Auto-antibodies against apolipoprotein A-1 block cancer cells proliferation and induce apoptosis

Oncotarget. 2020 Nov 17;11(46):4266-4280. doi: 10.18632/oncotarget.27814.

Abstract

Auto-antibodies against apoA-1 (anti-apoA-1 IgGs) have been identified as important actors of atherosclerosis development through pro-inflammatory and pro-atherogenic properties and to also induce apoptosis in tumoral neuronal and lymphocyte derived cell lines through unknown mechanisms. The purpose of this study was to explore the cellular pathways involved in tumoral cell survival modulated by anti-apoA-1 antibodies.
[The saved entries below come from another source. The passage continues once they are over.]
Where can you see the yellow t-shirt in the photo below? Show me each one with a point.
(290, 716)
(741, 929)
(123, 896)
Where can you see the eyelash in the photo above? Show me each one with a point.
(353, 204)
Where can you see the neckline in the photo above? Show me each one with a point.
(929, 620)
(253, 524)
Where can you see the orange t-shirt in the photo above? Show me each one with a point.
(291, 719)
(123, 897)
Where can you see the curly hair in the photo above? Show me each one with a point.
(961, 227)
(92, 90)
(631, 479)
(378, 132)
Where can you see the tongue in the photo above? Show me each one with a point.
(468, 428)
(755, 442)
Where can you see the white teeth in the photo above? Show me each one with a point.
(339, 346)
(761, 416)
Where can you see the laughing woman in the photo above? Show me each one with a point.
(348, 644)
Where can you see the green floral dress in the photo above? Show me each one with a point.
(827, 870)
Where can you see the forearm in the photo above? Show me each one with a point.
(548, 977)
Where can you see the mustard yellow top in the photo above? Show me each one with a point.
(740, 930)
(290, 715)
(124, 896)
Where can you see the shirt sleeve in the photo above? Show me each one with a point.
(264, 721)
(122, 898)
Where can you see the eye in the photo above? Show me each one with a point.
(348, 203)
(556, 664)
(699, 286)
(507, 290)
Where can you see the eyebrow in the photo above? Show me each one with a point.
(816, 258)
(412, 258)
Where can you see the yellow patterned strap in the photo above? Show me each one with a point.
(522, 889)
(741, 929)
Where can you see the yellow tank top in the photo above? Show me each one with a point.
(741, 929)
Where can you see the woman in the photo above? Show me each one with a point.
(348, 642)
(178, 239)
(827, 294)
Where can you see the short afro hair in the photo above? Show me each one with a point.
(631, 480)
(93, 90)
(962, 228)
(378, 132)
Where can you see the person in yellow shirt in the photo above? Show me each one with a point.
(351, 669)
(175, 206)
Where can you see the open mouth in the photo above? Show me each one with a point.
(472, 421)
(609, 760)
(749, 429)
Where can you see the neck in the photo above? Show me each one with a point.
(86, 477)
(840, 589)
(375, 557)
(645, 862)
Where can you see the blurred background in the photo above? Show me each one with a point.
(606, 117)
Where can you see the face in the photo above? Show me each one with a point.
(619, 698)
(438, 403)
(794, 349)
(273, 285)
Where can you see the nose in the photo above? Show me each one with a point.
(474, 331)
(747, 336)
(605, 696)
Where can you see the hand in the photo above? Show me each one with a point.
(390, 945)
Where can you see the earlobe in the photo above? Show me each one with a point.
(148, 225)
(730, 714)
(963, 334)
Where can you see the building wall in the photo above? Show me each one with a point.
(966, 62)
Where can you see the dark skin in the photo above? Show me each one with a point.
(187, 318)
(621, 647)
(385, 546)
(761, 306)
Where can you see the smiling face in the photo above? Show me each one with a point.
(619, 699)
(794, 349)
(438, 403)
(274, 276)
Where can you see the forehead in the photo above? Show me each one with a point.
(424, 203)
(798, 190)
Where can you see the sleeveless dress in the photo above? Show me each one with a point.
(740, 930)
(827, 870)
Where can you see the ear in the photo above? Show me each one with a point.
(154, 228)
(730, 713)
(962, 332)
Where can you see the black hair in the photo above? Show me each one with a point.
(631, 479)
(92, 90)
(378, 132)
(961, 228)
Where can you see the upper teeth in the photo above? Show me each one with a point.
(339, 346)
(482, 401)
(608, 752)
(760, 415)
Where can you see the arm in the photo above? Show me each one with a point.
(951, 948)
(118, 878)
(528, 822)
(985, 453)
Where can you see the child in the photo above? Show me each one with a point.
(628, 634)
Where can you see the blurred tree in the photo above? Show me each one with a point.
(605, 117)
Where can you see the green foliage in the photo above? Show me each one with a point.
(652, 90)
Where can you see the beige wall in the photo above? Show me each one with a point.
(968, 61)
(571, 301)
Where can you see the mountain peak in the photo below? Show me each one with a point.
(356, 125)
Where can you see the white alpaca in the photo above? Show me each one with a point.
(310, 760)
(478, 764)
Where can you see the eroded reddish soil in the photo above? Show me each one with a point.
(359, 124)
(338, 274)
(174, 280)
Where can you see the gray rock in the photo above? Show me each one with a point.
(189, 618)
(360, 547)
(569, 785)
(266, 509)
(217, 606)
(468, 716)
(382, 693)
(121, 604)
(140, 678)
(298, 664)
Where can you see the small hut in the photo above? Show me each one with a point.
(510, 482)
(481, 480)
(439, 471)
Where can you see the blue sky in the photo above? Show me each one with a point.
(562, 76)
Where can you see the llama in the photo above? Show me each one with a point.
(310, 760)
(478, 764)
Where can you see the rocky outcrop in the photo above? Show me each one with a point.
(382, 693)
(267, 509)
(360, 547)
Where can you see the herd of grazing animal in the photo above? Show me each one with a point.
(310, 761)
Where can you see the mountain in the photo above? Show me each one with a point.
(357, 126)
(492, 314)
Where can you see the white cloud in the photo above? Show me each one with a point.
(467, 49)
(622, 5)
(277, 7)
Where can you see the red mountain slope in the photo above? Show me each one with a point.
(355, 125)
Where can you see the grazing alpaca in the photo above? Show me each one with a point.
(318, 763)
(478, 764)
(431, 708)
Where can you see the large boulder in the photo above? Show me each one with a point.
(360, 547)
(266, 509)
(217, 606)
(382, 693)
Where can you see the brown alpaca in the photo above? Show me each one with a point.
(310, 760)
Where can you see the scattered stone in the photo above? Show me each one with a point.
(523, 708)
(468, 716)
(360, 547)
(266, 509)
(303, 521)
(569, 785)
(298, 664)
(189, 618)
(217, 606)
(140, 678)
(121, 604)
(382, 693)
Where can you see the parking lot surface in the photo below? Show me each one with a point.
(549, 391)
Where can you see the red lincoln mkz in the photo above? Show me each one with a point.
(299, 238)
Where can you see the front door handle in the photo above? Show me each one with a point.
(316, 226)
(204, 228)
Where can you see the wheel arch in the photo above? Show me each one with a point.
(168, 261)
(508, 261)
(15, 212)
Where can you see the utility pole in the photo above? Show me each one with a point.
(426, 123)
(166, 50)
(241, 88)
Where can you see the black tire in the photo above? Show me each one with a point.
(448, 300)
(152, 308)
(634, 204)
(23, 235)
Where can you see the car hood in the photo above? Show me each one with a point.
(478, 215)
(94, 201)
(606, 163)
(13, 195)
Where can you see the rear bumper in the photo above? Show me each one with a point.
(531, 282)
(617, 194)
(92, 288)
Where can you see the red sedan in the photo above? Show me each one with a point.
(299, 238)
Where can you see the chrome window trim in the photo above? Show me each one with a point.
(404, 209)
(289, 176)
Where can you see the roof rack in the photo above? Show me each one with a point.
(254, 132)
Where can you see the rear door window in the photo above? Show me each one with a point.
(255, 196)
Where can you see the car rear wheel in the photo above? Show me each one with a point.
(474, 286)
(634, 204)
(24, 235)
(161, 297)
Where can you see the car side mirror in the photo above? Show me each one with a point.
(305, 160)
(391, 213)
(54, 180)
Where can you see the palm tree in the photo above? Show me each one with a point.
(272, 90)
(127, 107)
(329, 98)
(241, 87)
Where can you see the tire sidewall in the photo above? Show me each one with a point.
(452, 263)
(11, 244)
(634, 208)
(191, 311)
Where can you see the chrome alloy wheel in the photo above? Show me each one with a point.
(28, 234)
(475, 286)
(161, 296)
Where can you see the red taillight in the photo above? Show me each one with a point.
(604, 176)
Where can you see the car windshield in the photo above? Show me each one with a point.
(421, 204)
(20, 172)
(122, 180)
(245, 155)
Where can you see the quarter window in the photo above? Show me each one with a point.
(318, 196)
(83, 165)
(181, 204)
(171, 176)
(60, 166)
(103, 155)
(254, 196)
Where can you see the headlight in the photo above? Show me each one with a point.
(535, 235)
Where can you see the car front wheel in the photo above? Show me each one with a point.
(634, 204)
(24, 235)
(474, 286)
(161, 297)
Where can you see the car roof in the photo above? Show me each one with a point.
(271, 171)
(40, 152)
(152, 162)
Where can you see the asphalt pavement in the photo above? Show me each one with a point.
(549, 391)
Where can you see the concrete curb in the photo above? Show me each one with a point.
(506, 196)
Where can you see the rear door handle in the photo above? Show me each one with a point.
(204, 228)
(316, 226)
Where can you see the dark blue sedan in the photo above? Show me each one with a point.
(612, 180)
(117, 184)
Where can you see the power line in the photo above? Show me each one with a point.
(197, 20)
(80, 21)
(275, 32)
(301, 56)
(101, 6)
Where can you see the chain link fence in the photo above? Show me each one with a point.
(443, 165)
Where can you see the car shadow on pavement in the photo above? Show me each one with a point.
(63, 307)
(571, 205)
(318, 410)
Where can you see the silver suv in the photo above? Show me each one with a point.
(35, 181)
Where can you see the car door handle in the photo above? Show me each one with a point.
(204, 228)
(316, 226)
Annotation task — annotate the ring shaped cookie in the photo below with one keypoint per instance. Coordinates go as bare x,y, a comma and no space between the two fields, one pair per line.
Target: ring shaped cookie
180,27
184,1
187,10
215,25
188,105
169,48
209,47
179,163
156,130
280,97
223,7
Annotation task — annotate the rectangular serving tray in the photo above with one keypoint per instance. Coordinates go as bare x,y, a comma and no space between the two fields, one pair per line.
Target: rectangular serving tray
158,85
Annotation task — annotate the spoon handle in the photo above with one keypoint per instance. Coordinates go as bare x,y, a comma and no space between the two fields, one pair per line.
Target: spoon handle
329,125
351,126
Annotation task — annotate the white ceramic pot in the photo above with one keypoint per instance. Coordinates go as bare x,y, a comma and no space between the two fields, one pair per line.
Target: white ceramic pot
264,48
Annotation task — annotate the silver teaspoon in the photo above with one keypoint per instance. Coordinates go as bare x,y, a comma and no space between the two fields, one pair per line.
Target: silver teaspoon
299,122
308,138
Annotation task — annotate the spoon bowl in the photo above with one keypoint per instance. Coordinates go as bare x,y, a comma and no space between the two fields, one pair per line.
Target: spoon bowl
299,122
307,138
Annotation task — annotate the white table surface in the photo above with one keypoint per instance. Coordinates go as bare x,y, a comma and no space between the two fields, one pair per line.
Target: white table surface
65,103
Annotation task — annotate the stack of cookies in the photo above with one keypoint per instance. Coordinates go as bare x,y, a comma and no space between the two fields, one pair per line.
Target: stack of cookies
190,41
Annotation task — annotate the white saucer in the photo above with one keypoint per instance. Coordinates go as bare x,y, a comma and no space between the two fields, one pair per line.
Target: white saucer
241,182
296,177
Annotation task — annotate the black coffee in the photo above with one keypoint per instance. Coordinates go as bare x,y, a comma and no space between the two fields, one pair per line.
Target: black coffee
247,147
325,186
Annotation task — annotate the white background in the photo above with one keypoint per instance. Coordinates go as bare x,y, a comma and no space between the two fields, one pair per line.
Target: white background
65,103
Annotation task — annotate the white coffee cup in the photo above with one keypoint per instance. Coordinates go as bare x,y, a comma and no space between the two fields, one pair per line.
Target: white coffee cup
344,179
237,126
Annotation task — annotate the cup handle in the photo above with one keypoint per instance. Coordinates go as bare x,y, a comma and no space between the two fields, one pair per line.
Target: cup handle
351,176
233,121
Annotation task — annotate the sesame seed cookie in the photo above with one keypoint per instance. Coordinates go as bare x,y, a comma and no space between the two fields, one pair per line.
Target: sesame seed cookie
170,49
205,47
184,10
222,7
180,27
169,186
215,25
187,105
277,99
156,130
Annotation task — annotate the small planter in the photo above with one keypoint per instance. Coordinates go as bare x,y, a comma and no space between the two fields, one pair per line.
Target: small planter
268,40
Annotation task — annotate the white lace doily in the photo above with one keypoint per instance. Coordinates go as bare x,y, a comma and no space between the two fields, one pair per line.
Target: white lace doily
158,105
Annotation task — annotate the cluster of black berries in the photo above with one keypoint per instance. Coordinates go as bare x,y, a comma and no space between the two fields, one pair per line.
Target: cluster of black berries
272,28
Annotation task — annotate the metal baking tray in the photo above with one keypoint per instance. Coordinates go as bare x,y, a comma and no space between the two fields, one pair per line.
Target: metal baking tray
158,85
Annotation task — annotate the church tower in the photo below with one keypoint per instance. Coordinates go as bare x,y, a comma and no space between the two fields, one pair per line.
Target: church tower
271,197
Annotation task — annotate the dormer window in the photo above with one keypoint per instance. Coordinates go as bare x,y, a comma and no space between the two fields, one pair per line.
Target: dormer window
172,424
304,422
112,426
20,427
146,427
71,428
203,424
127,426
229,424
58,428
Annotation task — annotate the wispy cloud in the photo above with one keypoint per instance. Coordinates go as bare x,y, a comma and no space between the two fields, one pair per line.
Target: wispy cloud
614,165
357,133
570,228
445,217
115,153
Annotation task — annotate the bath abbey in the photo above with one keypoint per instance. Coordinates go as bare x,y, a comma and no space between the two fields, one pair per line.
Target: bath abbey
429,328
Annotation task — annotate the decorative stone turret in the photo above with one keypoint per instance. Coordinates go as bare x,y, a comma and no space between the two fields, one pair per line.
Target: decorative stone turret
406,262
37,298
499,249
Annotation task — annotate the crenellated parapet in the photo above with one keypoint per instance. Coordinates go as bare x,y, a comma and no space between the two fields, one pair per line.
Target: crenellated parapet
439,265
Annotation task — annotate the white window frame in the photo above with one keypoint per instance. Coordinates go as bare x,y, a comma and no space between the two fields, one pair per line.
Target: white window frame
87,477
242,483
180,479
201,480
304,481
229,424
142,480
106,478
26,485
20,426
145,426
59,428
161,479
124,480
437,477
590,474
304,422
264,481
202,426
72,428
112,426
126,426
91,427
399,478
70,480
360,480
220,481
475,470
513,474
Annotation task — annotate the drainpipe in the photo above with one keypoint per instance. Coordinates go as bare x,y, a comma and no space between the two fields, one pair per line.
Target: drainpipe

We observed that anti-apoA-1 antibodies induce growth arrest (in G2/M phase) and cell apoptosis through caspase 3 activation, accompanied by a selective p53 phosphorylation on serine 15. RNA sequencing indicated that anti-apoA-1 IgGs affect the expression of more than 950 genes belonging to five major groups of genes and respectively involved in i) cell proliferation inhibition, ii) p53 stabilisation and regulation, iii) apoptosis regulation, iv) inflammation regulation, and v) oxidative stress. In conclusion, anti-apoA-1 antibodies seem to have a role in blocking tumoral cell proliferation and survival, by activating a major tumor suppressor protein and by modulating the inflammatory and oxidative stress response. Further investigations are needed to explore a possible anti-cancer therapeutic approach of these antibodies in very specific and circumscribed conditions.

Keywords: anti-apoA-1 antibodies; apoptose; cell proliferation; oxidative stress.